Perhitungan untuk tanggal 22 Desember 2011
Untuk kasus posisi Matahari 22 Desember yang kita cari adalah besar sudut t2 yang nilainya sama besar dengan panjang busur 0S.
Di sini kita juga mendaptkan dua buah segitiga bola siku-siku yaitu segitiga 0PY yang sudah kita hitung di atas dan segitiga SPD yang siku-siku di titik S
Busur 0S adalah bagian dari busur PS dimana
PS = P0 + 0S, sehingga
0S = PS – P0
Panjang P0 sudah diketahui dari perhitungan di atas yaitu ( - 16° 25’ 42,71”)
Maka untuk mengetahui 0S kita perlu menghitung berada panjang busur PS,
Perhitungan busur PS
Yang diketahui
SD = deklinasi Matahari =(- 23° 26’ 13” )
Sudut SPD = 0PY
Tan (90 – sudut 0PY) = sin P0 / tan 0Y
Tan (90 – sudut SPD) = sin P0/ tan 0Y
Sin PS = tan SD x tan (90 – sudut SPD)
Sin PS = tan SD x sin P0 / tan 0Y
Sin PS = tan (- 23° 26’ 11”) x sin (-16° 25’ 42,71”) / tan (-7 ° 48’)
Sin PS = -0,4335044056421398 x (-0,2828191142577135) / ( -0,1369829606388288)
Sin PS = -0,8950261511268120
PS = (- 63,5117890264540068)
PS = (- 63° 30’ 42,44” )
0S = PS – P0
0S = (- 63° 30’ 42,44” ) – ( - 16° 25’ 42,71”)
0S = (- 63° 30’ 42,44” + 16° 25’ 42,71”)
0S = (-47° 04’ 59,73”)
Tanda negatif menunjukkan bahwa waktu dihitung ke arah kanan (Timur) atau dihitung mundur dari jam 12.
(-47° 04’ 59,73”) dijadikan jam dengan dibagi 15
(-47° 04’ 59,73”) / 15 = -3j 08m 20d
12 - 3j 08m 20d = 8 : 51 : 40 istiwak
Dijadikan WIB = 8 : 51 : 40 - 0 : 21 : 24 + 0 : 1 : 15
= 08 : 31 : 31 WIB
Sampai di sini bisa disimpulkan bahwa pa tanggal 22 Desember 2011 Matahari berada di arah qiblat Yogyakarta pada jam 08 : 31 : 31 WIB.
Namun bila menghendaki hasil yang lebih presisi dalam detiknya maka perhitungan busur PS diulang lagi dengan nilai deklinasi Matahari pada jam yang didapatkan, yaitu jam 08 : 31 : 31 WIB, karena perhitunga yang terdahulu adalah menggunakan nilai deklinasi jam 12 : 00 : 00 sebagai ancar-ancar.
Terakhir yang perlu diketahui bahwa bayangan qiblat tidak akan terjadi jika harga mutlak deklinasi hari itu lebih besar dari sudut qiblat.
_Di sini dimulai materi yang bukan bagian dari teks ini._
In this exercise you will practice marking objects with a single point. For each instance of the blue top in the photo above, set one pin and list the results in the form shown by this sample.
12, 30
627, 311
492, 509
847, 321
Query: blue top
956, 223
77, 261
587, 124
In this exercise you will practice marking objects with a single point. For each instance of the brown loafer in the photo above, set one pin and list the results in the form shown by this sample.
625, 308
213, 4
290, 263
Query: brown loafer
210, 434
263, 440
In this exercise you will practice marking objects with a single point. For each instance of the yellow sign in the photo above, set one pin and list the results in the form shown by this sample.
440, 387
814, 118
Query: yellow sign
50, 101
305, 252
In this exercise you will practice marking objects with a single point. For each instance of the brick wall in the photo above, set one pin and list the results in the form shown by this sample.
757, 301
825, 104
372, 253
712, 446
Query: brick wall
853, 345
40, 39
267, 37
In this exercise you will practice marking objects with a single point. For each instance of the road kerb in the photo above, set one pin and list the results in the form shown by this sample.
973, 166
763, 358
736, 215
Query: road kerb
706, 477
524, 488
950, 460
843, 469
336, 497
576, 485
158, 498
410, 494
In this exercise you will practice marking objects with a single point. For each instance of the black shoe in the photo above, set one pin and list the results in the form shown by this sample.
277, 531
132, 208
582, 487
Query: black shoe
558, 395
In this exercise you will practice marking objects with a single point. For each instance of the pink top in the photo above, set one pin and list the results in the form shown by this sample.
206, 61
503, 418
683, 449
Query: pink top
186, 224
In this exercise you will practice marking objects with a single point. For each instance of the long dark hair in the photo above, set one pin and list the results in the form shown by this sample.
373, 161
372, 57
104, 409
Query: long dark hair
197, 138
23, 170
Karena jika harga mutlak deklinasi lebih besar dari sudut qiblat maka saat possisi matahari mengarah qiblat, matahari sudah tenggelam atau belum terbit,
Untuk kasus Yogyakarta yang arah Qiblatnya 24° 42’ 55,67” masih lebih besar dari harga mutlah deklinasi maksimal 26° 27’ sehingga bisa dihitung sepanjang tahun, kecuali saat harga deklinasi sama atau hampir sama dengan nilai lintang Yogyakarta -7° 48’ . saat deklinasi besarnya sama dengan nilai lintang maka saat matahari mengarah ke qiblat adalah saat matahari berkulminasi di tiitik puncak jam 12, sehingga tidak ada bayang-bayang.